Cheapening or deepening the brand?
If Tiffany’s is seeking customer feedback, they should look first to their Not your mother’s Tiffany campaign. Traditional brand loyalists have dissed the ads, with Rachel ten Brink, an entrepreneur and named as part of Entrepreneur Magazines’ 100 Powerful Women of 2020, writing that “Awareness doesn’t equal relevance” in response to the ad campaign. Even to outsiders, Tiffany’s seems to be dismissing longtime customers. Moms said they felt unneeded as customers; older Tiffany clients expressed their disgust at being so explicitly rejected. Young observers saw through the campaign as an attempt to pander to them and even recognized it as a clear attempt at segmenting demand. A deeper look at the content of the campaign itself: Tiffany’s is telling rather than showing consumers they’ve changed. Not your mother’s Tiffany becomes a cop-out, an overdone phrase that comes across as arrogant instead of warm. Tiffany’s has shown a lack of self-awareness in seeking to advertise to younger customers without directly involving them or catering to their values. Tiffany’s needs to take a truly bold stand by adapting, not abandoning tradition. In Tiffany’s lazy attempt to go from vintage to youth-friendly, they are caught between the past and present, alienating both older and younger segments.

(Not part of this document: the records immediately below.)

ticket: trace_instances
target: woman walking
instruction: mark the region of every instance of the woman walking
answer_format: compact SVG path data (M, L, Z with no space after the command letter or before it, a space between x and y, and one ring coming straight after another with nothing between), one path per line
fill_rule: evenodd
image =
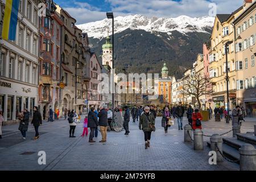
M30 113L27 109L25 109L23 113L19 113L18 118L19 119L19 130L20 131L22 138L26 139L26 132L27 131L28 128L28 123L30 122Z
M33 107L33 119L32 119L31 124L33 124L35 127L35 136L34 138L35 140L39 138L39 133L38 133L38 129L40 125L42 124L42 115L41 113L38 111L38 107L37 106L34 106Z
M72 119L72 122L69 122L69 137L75 138L76 137L76 136L74 135L75 130L76 129L76 123L77 123L77 119L78 117L73 109L70 113L69 117Z
M144 111L139 118L139 129L142 129L144 132L145 149L147 149L150 147L151 132L155 130L155 117L153 114L150 112L148 106L145 107Z
M171 113L169 111L169 109L166 107L164 111L163 112L163 118L162 118L162 126L164 126L164 131L167 133L168 130L168 121L171 118Z
M0 110L0 139L2 138L2 126L3 125L3 117L2 109Z
M98 118L94 111L95 108L92 107L90 108L90 111L88 113L88 127L90 129L89 142L95 142L95 141L93 140L93 136L94 135L95 130L98 126Z
M195 110L195 113L192 114L192 129L202 129L202 126L201 123L201 121L203 120L202 115L201 113L199 113L199 110L198 109L196 109Z

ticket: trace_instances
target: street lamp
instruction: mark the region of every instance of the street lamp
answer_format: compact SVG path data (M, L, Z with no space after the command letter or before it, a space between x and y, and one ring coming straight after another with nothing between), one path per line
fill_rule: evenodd
M113 12L107 13L106 16L108 19L112 19L112 70L114 70L114 14ZM114 72L113 72L114 73ZM114 88L114 76L113 76L113 85L112 86ZM114 89L112 89L112 111L114 112Z
M226 118L226 123L229 123L229 72L228 68L228 46L231 44L233 42L229 41L226 42L225 44L225 52L226 53L226 100L227 100L226 103L228 104L228 115Z

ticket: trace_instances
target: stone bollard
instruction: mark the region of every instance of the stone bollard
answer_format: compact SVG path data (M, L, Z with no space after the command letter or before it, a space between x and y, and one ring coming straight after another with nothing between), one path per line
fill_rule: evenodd
M204 139L203 138L203 131L200 129L196 129L194 131L194 150L204 150Z
M218 148L222 152L222 138L219 134L213 134L210 138L210 150L216 152L217 154L217 162L223 162L223 157L220 152L217 151L217 147L216 146L216 143L218 145Z
M233 130L233 137L237 136L237 133L241 133L240 126L233 126L232 127Z
M256 125L254 125L254 136L256 136Z
M239 148L240 171L256 171L256 149L249 143Z
M192 138L192 127L190 125L187 124L184 127L184 142L191 142L191 138ZM188 133L189 134L190 136L188 135Z

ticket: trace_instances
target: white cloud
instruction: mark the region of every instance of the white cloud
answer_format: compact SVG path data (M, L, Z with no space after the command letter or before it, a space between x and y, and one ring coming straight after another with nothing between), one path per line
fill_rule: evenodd
M208 16L209 3L216 3L217 13L230 14L242 5L242 0L105 0L110 5L114 15L141 14L148 17L175 18L180 15L192 17ZM74 18L77 24L101 20L106 18L106 12L87 3L75 2L76 7L65 7Z

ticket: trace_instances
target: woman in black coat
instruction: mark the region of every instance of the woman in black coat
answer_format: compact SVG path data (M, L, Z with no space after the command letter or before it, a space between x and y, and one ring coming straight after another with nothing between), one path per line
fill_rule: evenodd
M88 127L90 128L90 136L89 138L89 142L95 142L93 140L95 130L98 126L98 118L97 114L94 112L95 108L90 108L90 111L88 113Z
M23 113L19 114L20 117L19 117L20 120L19 130L20 131L22 138L26 139L26 132L27 131L28 128L28 123L30 122L30 113L27 109L25 109Z
M39 133L38 133L38 128L39 127L40 125L42 124L42 115L41 113L38 111L38 107L36 106L34 106L34 114L33 114L33 119L32 119L31 124L33 124L34 127L35 127L35 136L34 138L34 139L37 139L39 138Z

Tiffany’s, tradition, and the future
Not your mother’s Tiffany was just a slice of Tiffany’s new direction (or lack thereof). There have been tangible losses of Tiffany tradition as well. Artist Stuart Semple is now selling the once trademarked Tiffany blue directly to consumers. Tiffany & Co. itself has rebranded stores with yellow, ditching their own trademark. Challenging the commercialism of a once-coveted color shows how customer-centric and democratized retail has become. Most recently, Tiffany’s has unveiled a collaboration with skateboarding lifestyle brand Supreme that observers have called “desperate” and “cheap,” a poor fit with the brand’s high-class position. While Tiffany’s is right in knowing that it can’t rely on tradition to maintain its sales, the company needs to improve its approach to innovation by involving the consumer in every part of the process. Continuing to draw on the success of their campaigns with Beyoncé by infusing their strengths with modernity would be a strong strategic move. On the other hand, while customers are critical today, only time will tell if Tiffany’s is eroding its own brand equity or if it can overcome this initial resistance. For now, the only way for Tiffany to follow through on its mission to rewrite history is to listen to its changing audience in a traditionally codified world.